Walkers, joggers and neighbors who use Central Park will notice something new when passing through the park. Councilman David James (Dem., 6th Dist.) has led an effort to install five new large windows in the Old Louisville Information Center (OLIC), home to the Old Louisville Neighborhood Council and various other neighborhood groups.
The effort restores the historic structure to its original look when its archways were first constructed in 1904. “Any time we can enhance the beauty of Central Park it helps to maintain the historical significance of Old Louisville,” says James. “I am proud that we have brought more light and life to our neighborhood building and I congratulate the neighborhoods and organizations that worked with me to make this a reality.”
For many decades the building’s five archways have been cemented over, not allowing sunlight to come through into the building. The original design allowed for the building to serve as an open pavilion to the community.
The open shelter straight ahead now houses the Old Louisville Information Center. On the left, where the indoor pool was, is now the 5th District Police Station.
The Old Louisville Neighborhood Council along with several neighborhood associations, other non-profit organizations and civic-minded private companies in Old Louisville collaborated to make the windows a reality. In total, the cost for the windows was approximately $27,500.
“This is a perfect example of groups coming together for a common cause and making a noticeable difference in our community,” said Joan Stewart, Chair of the Old Louisville Neighborhood Council. “I couldn’t be happier that this long-time dream has become a reality, and I thank Councilman James for taking the lead to get this done.”

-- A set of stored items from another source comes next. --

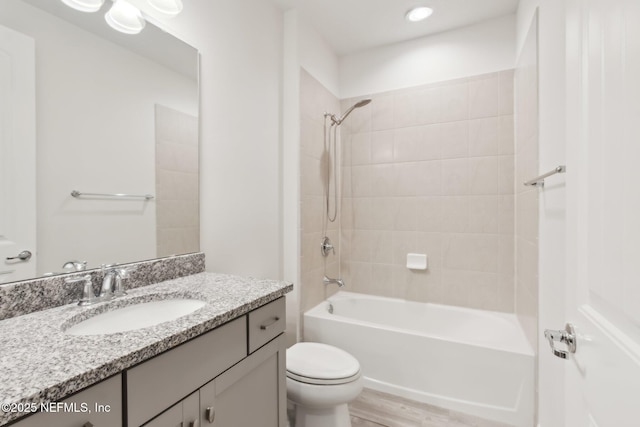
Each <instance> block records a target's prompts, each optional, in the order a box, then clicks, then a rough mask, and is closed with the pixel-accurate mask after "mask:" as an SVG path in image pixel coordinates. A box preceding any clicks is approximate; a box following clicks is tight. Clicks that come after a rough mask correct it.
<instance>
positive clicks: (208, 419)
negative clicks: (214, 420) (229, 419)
mask: <svg viewBox="0 0 640 427" xmlns="http://www.w3.org/2000/svg"><path fill="white" fill-rule="evenodd" d="M205 417H207V421H209V424H213V421H214V420H215V419H216V411H215V410H214V409H213V408H212V407H211V406H209V407H208V408H207V410H206V411H205Z"/></svg>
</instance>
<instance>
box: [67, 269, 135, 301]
mask: <svg viewBox="0 0 640 427" xmlns="http://www.w3.org/2000/svg"><path fill="white" fill-rule="evenodd" d="M106 268H107V266H103V271H104V270H105V269H106ZM128 273H129V270H127V269H126V268H111V269H110V270H107V271H106V273H104V276H103V278H102V286H101V288H100V294H99V295H97V296H96V294H95V293H94V292H93V284H92V282H91V275H90V274H85V275H84V276H81V277H74V278H70V279H66V280H65V282H66V283H82V298H80V300H79V301H78V305H82V306H84V305H91V304H95V303H98V302H102V301H109V300H110V299H113V298H117V297H120V296H122V295H126V292H125V290H124V284H123V279H126V277H127V274H128Z"/></svg>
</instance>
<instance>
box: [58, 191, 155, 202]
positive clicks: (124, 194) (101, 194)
mask: <svg viewBox="0 0 640 427" xmlns="http://www.w3.org/2000/svg"><path fill="white" fill-rule="evenodd" d="M71 195H72V196H73V197H75V198H79V197H82V196H93V197H117V198H127V199H131V198H135V199H137V198H141V199H145V200H151V199H153V198H154V196H152V195H151V194H122V193H116V194H105V193H81V192H79V191H78V190H73V191H72V192H71Z"/></svg>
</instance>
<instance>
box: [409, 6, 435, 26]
mask: <svg viewBox="0 0 640 427" xmlns="http://www.w3.org/2000/svg"><path fill="white" fill-rule="evenodd" d="M432 13H433V9H431V8H430V7H426V6H418V7H414V8H413V9H411V10H409V11H408V12H407V14H406V15H405V19H406V20H407V21H409V22H419V21H423V20H425V19H427V18H428V17H430V16H431V14H432Z"/></svg>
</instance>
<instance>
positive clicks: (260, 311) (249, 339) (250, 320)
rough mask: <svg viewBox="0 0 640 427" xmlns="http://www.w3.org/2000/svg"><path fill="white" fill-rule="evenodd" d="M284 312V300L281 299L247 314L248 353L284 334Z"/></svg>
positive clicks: (273, 301)
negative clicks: (248, 332) (282, 333)
mask: <svg viewBox="0 0 640 427" xmlns="http://www.w3.org/2000/svg"><path fill="white" fill-rule="evenodd" d="M285 310H286V307H285V300H284V297H281V298H278V299H277V300H275V301H273V302H270V303H269V304H267V305H265V306H262V307H260V308H258V309H256V310H253V311H252V312H250V313H249V353H253V352H254V351H256V350H257V349H259V348H260V347H262V346H263V345H265V344H266V343H268V342H269V341H271V340H272V339H274V338H275V337H277V336H278V335H280V334H281V333H282V332H284V328H285V323H286V319H285V312H286V311H285Z"/></svg>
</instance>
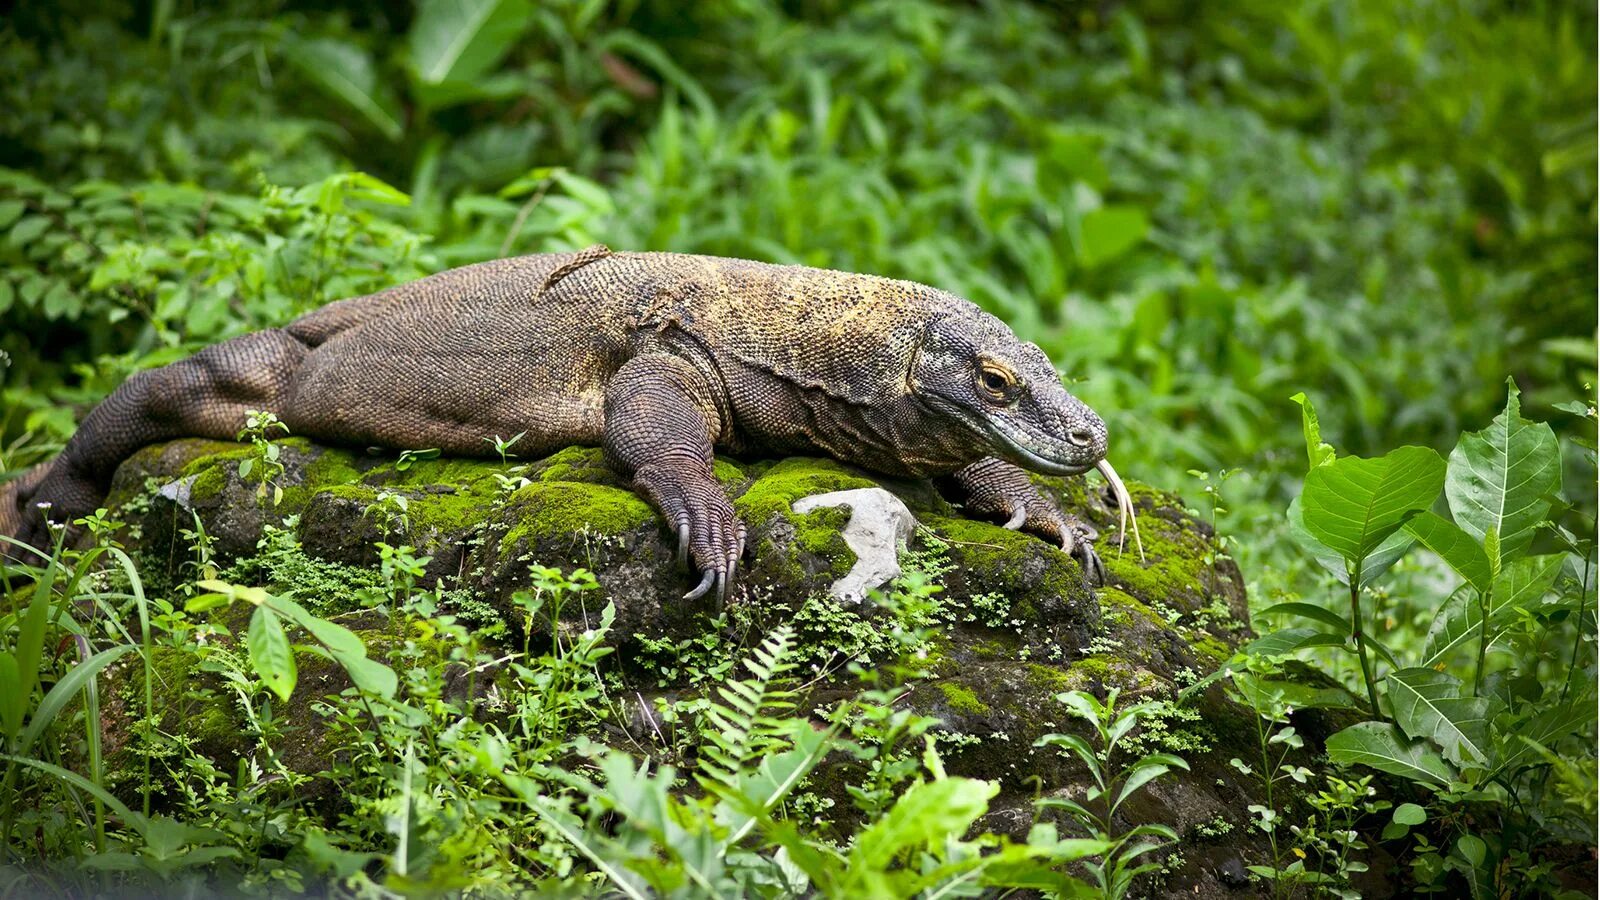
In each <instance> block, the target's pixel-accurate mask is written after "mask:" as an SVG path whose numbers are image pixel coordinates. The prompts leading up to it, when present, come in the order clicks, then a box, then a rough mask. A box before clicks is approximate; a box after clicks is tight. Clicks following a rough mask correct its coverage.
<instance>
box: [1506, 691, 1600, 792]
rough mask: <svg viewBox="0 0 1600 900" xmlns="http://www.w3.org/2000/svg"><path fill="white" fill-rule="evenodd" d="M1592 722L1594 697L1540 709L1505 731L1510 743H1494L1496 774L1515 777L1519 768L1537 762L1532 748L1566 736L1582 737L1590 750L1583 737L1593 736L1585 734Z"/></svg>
mask: <svg viewBox="0 0 1600 900" xmlns="http://www.w3.org/2000/svg"><path fill="white" fill-rule="evenodd" d="M1594 719H1595V700H1594V693H1589V695H1587V697H1573V698H1570V700H1568V701H1566V703H1562V705H1558V706H1550V708H1549V709H1541V711H1539V713H1538V714H1536V716H1533V717H1531V719H1528V721H1526V722H1522V724H1518V725H1517V727H1515V729H1509V730H1507V737H1510V738H1514V740H1506V738H1502V740H1501V741H1498V743H1499V746H1498V748H1496V749H1498V753H1496V757H1494V769H1496V772H1506V773H1515V772H1517V769H1520V767H1522V765H1531V764H1534V762H1538V759H1539V756H1538V749H1534V745H1544V746H1555V743H1557V741H1560V740H1562V738H1565V737H1570V735H1578V737H1582V738H1584V741H1586V743H1589V745H1590V746H1594V738H1592V737H1587V735H1592V733H1594V732H1592V730H1589V729H1590V722H1594ZM1530 741H1533V743H1530Z"/></svg>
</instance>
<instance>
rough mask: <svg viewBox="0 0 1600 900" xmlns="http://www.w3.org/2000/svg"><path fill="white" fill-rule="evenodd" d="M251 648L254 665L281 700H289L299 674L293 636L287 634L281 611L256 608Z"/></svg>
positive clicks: (252, 631) (250, 622) (252, 621)
mask: <svg viewBox="0 0 1600 900" xmlns="http://www.w3.org/2000/svg"><path fill="white" fill-rule="evenodd" d="M245 645H246V647H248V650H250V665H251V668H254V669H256V676H259V677H261V682H262V684H266V685H267V687H269V689H272V693H277V695H278V698H280V700H283V701H288V698H290V695H291V693H294V681H296V677H298V676H299V673H298V671H296V668H294V652H293V650H291V649H290V639H288V636H286V634H285V633H283V623H282V621H278V617H277V613H274V612H272V610H270V609H267V607H256V612H254V613H251V617H250V633H248V634H246V636H245Z"/></svg>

“”This has been a legacy project that all of Old Louisville can cherish,” said Ron Harris, Chair of the OLIC Building Restoration Committee. “This is something real and beautiful that we can leave behind for future generations.”
The following groups were involved in the effort:
Central Park is a 17-acre municipal park located in the center of the Old Louisville neighborhood, and was first developed for public use in the 1870s. During the Southern Exposition in 1883, much of the park was temporarily "roofed in" and used to showcase Thomas Edison's light bulb; one of the first large-scale public displays of the light bulb in the world.
In 1904 the city enlisted famed architect Frederick Law Olmsted, the man who designed New York City's Central Park and had already designed an entire park and parkway system for the city of Louisville, to plot the new park.